Lors de sa rencontre avec son homologue ivoirien Robert Mambé, Ousmane Sonko a appelé à « une sous-région pacifique et intégrée », soulignant l’importance de relancer les Commissions mixtes restées inactives. La Commission sénégalo-ivoirienne sera relancée dans les six mois à venir, marquant le début d’une coopération structurée.
Une proximité historique et économique à valoriser
Le Sénégal et la Côte d’Ivoire représentent ensemble plus de 60 % du PIB de l’UEMOA. Cette force économique est doublée de liens historiques profonds, tissés dès 1971 par Senghor et Houphouët-Boigny. Si une rivalité logistique existe entre les ports de Dakar et d’Abidjan, le Dr Lô y voit surtout une convergence de visions à renforcer.
Sous Abdoulaye Wade, Dakar avait déjà joué un rôle actif dans la résolution du conflit ivoirien. Aujourd’hui, il s’agit de bâtir un partenariat équitable et moderne. Le potentiel reste immense : les échanges commerciaux entre les deux pays plafonnent à environ 160 milliards de FCFA, un volume jugé très en deçà des possibilités réelles.
Trois piliers pour un partenariat stratégique
S’inspirant du modèle franco-allemand, le chercheur souligne trois axes clés : convergence politique, coopération économique et dialogue culturel.
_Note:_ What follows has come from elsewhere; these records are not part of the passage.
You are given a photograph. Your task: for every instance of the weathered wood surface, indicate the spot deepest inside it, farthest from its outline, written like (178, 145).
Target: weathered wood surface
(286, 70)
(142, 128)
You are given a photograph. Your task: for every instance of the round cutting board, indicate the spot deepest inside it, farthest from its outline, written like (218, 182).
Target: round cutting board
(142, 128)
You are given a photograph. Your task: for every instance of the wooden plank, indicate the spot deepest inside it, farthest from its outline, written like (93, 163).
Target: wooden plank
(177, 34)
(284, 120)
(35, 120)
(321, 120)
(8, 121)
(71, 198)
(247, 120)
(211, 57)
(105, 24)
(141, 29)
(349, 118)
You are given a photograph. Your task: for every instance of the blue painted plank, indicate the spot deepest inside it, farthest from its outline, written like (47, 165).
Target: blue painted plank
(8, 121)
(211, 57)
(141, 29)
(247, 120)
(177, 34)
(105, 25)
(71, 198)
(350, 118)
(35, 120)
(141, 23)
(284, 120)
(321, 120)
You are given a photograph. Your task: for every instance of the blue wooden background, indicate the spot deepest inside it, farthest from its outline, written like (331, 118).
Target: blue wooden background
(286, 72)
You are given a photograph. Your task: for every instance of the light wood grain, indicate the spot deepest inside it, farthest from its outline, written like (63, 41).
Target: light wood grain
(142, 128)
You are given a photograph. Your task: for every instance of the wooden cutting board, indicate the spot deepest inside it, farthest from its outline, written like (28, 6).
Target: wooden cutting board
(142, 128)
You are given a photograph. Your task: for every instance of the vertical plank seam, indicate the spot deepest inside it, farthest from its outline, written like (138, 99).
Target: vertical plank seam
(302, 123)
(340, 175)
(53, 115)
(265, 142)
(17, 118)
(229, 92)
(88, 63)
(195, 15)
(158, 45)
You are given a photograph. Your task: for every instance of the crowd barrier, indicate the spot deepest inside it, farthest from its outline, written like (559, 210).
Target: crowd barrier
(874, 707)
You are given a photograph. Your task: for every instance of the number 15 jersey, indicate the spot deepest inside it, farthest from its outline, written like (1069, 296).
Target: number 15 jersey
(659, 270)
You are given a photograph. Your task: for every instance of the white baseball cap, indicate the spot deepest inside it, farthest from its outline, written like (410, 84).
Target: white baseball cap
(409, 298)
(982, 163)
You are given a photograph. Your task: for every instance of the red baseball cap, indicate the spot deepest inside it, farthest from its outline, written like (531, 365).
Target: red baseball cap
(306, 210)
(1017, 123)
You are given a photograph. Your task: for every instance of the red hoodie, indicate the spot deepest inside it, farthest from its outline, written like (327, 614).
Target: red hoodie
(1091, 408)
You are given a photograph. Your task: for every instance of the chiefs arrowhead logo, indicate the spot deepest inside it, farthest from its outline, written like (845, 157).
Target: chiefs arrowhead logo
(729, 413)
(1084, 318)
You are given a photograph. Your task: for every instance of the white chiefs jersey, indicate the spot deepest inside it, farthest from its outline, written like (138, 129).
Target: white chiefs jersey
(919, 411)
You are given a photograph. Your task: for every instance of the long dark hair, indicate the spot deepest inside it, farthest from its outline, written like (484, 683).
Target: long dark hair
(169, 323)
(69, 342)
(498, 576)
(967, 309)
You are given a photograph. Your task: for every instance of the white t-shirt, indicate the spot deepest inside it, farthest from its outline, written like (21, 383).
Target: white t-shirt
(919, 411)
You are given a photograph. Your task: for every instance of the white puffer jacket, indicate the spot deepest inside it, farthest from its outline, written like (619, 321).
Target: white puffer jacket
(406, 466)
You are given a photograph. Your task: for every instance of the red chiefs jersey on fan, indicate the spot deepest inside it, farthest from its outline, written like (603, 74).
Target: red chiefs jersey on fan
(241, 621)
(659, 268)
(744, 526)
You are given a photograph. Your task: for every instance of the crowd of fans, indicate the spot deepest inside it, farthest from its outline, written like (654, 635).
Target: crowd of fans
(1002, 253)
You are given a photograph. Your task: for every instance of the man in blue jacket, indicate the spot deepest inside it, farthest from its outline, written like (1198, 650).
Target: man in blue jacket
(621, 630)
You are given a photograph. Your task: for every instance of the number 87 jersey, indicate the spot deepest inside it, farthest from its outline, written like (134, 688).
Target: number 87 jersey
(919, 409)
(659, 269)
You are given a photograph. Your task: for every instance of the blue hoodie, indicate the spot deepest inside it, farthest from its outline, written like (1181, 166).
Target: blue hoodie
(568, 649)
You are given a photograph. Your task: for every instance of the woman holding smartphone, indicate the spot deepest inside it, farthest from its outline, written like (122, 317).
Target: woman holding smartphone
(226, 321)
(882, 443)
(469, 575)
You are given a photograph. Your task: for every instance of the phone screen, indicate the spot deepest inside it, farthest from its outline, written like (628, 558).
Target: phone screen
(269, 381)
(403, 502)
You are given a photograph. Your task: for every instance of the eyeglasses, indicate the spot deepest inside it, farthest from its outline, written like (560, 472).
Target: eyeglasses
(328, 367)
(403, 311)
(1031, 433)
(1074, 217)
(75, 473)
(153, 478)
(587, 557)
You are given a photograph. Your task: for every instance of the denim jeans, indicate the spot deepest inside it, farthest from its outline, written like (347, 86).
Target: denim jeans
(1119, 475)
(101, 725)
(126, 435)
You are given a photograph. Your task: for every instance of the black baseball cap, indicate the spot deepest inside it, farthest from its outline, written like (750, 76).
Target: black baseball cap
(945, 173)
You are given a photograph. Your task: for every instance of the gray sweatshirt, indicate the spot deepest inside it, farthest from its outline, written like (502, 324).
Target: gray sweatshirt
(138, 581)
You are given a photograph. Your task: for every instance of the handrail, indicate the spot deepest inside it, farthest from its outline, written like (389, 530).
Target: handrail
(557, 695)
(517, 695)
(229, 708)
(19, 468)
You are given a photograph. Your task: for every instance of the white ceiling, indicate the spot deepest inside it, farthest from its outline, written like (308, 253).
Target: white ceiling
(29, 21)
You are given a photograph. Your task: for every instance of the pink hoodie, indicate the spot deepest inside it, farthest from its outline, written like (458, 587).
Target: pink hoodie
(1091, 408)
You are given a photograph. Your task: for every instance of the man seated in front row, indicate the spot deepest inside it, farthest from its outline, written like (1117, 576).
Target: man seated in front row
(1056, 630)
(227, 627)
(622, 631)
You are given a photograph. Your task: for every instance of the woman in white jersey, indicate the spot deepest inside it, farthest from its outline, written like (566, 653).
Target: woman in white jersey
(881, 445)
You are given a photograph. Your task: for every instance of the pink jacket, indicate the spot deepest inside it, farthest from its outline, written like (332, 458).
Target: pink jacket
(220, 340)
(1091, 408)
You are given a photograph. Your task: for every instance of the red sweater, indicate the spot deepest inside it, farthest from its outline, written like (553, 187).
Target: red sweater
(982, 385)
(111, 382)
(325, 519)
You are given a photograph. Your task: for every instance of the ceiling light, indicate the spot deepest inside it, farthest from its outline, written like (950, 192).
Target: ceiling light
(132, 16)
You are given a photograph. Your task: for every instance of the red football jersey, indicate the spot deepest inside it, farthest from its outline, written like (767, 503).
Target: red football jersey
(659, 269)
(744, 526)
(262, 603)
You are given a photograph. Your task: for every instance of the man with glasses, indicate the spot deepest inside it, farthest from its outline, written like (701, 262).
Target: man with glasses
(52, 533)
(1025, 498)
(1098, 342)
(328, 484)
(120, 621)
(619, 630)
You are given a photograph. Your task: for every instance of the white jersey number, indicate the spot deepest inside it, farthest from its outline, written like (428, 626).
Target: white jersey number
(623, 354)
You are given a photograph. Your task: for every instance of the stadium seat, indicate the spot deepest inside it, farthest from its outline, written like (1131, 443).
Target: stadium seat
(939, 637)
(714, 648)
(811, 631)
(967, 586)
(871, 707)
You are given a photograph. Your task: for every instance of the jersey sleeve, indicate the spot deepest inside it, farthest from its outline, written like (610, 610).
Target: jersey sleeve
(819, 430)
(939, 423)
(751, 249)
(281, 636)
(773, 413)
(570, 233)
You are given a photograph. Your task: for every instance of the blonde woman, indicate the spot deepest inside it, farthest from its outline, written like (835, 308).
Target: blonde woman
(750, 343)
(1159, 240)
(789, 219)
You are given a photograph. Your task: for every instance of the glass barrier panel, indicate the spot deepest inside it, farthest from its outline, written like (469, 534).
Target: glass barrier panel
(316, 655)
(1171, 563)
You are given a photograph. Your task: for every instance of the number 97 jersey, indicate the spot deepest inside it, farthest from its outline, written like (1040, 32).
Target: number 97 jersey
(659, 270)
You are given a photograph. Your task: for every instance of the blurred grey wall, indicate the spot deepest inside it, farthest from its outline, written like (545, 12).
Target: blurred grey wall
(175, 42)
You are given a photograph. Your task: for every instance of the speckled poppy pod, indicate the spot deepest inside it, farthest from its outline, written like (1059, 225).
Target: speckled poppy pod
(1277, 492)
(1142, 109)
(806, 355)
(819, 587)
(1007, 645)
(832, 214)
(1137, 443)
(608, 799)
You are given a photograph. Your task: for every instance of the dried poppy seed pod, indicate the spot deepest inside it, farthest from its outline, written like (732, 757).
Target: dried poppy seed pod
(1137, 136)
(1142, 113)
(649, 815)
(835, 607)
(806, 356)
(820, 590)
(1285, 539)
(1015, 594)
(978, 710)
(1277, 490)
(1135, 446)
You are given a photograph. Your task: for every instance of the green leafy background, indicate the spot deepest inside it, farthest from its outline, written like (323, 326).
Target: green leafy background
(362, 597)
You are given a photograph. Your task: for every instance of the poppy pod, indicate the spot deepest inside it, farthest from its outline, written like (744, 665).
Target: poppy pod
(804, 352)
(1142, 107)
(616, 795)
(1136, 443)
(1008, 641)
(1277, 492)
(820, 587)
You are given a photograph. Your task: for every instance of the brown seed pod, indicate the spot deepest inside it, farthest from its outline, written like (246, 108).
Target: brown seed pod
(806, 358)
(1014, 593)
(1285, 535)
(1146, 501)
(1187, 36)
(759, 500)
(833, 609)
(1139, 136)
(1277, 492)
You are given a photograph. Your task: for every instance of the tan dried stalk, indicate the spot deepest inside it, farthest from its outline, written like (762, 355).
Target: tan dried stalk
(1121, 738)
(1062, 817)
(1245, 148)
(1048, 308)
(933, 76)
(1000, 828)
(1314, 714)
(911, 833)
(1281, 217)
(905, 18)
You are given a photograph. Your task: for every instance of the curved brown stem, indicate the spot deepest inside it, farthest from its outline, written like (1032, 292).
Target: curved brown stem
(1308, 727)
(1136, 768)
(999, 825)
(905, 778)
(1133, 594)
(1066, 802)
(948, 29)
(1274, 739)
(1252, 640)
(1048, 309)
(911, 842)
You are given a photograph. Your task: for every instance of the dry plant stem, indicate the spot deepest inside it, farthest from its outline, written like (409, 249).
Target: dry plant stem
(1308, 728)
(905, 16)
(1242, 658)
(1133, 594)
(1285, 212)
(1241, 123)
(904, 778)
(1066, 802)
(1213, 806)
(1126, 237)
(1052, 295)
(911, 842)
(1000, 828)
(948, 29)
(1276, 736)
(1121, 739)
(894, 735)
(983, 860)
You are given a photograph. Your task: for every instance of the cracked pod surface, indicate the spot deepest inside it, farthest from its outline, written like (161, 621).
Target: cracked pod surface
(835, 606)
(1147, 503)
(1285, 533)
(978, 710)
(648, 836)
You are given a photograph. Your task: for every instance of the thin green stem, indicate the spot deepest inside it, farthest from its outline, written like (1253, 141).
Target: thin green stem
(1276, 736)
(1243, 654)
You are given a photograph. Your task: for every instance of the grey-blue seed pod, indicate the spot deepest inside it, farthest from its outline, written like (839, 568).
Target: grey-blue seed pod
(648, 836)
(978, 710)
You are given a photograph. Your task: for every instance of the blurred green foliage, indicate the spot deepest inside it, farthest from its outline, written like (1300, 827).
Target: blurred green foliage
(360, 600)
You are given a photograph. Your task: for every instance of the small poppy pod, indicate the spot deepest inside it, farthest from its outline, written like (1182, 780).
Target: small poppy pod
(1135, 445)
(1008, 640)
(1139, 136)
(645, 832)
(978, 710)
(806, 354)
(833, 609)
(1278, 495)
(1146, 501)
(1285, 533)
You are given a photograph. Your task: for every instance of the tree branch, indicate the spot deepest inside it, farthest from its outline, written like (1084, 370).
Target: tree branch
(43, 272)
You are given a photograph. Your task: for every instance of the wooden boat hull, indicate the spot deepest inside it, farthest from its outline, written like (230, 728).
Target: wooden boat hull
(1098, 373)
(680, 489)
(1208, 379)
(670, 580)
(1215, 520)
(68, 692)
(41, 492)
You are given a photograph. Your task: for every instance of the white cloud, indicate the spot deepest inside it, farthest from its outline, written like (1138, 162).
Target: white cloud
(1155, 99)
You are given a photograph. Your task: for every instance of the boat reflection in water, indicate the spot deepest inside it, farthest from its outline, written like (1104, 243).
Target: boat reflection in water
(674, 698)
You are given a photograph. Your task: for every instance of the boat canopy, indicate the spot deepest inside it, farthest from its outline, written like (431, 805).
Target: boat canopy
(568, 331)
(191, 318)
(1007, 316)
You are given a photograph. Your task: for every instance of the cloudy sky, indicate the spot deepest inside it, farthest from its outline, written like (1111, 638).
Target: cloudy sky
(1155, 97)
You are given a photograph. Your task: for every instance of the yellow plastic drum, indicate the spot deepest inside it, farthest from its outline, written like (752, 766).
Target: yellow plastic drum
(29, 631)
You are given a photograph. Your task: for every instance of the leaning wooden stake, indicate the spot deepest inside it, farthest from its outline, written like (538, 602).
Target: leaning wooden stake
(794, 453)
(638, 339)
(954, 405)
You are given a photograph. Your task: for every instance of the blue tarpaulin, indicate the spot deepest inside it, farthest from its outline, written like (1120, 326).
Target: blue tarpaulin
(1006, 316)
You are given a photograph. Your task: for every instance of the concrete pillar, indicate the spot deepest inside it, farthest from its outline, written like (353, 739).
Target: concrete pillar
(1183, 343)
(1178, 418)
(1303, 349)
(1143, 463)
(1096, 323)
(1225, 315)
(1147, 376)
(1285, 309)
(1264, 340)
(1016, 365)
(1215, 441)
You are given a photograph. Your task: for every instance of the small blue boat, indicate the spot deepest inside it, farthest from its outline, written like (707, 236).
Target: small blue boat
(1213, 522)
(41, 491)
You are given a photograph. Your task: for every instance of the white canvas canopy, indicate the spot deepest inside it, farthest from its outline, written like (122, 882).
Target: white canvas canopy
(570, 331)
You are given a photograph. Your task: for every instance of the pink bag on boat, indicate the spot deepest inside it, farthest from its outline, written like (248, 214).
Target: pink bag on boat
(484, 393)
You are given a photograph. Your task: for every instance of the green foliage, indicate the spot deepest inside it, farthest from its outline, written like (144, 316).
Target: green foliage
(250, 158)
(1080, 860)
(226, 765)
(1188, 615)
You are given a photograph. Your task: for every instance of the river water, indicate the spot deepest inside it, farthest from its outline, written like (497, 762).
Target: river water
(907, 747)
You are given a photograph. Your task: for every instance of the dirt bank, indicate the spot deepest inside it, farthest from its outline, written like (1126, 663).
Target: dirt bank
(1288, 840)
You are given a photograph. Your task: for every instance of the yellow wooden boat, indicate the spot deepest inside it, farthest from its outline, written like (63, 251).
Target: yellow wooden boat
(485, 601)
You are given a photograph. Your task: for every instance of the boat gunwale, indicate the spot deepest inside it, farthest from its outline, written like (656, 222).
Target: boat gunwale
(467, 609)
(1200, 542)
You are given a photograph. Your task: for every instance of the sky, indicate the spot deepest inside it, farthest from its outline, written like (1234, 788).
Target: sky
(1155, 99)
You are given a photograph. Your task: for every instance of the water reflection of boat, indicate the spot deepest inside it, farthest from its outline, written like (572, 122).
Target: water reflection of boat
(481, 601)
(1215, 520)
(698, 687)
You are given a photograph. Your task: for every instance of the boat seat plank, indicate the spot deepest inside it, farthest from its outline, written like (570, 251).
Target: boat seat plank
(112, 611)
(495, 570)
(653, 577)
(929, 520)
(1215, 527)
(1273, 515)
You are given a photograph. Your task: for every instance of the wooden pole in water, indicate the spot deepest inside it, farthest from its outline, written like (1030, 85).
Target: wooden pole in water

Mais il met en garde : « Le Sénégal est dans une dynamique réformiste et souverainiste, tandis que la Côte d’Ivoire conserve une posture plus conventionnelle. » Il faudra bâtir des consensus sur des dossiers sensibles comme la réforme de la CEDEAO, la sécurité ou les questions monétaires.
Ousmane Sonko propose que les ministères légifèrent en synergie, échangent leurs textes réglementaires et partagent les bonnes pratiques. Il appelle à fluidifier la coopération au quotidien, loin du protocole, en s’appuyant sur les forces du secteur privé et en levant les barrières douanières. Robert Mambé a insisté sur ce point : « Le secteur privé doit renforcer les volumes d’échanges et identifier de nouveaux domaines de coopération. »
Coopération sectorielle : pêche, énergie, culture
La Côte d’Ivoire ambitionne de bénéficier du savoir-faire sénégalais en matière de pêche artisanale. Sur les ressources pétrolières et gazières, le Dr Lô recommande un cadre juridique et économique concerté. Il insiste aussi sur la transformation locale des matières premières, alignée avec le référentiel sénégalais Vision 2050.
Dans le domaine culturel, il suggère de formaliser les échanges déjà existants dans l’audiovisuel, et d’étendre la coopération à l’enseignement supérieur et à la recherche scientifique. La création de comités scientifiques, culturels et sécuritaires mixtes permettrait de donner corps à cette vision.
Un moteur pour la stabilité régionale
Le duo sénégalo-ivoirien, s’il est bien structuré, pourrait constituer une force stabilisatrice face aux défis de la région, notamment après le retrait du Mali, du Burkina Faso et du Niger de la CEDEAO. « Il faut dépasser les dissensions, bâtir un climat de confiance et travailler à la cohésion sous-régionale », affirme le chercheur.
Pour y parvenir, la crédibilité des deux pays doit être renforcée. L’image d’alliés de l’Occident attachée aux anciens présidents Ouattara et Macky Sall reste encore vive dans certains États de la région. Construire une nouvelle narration politique devient essentiel.
Une convergence à concrétiser
En visitant Bouaké, en dehors de la capitale économique, Ousmane Sonko a donné un signal fort : ancrer la coopération dans les réalités de terrain. Le Dr Lô conclut que « Dakar et Abidjan doivent devenir les catalyseurs d’une nouvelle ère de croissance partagée et de stabilité régionale ». Si les ambitions affichées se concrétisent, un véritable tandem ouest-africain pourrait bien émerger — non plus en rivalité, mais en complémentarité stratégique.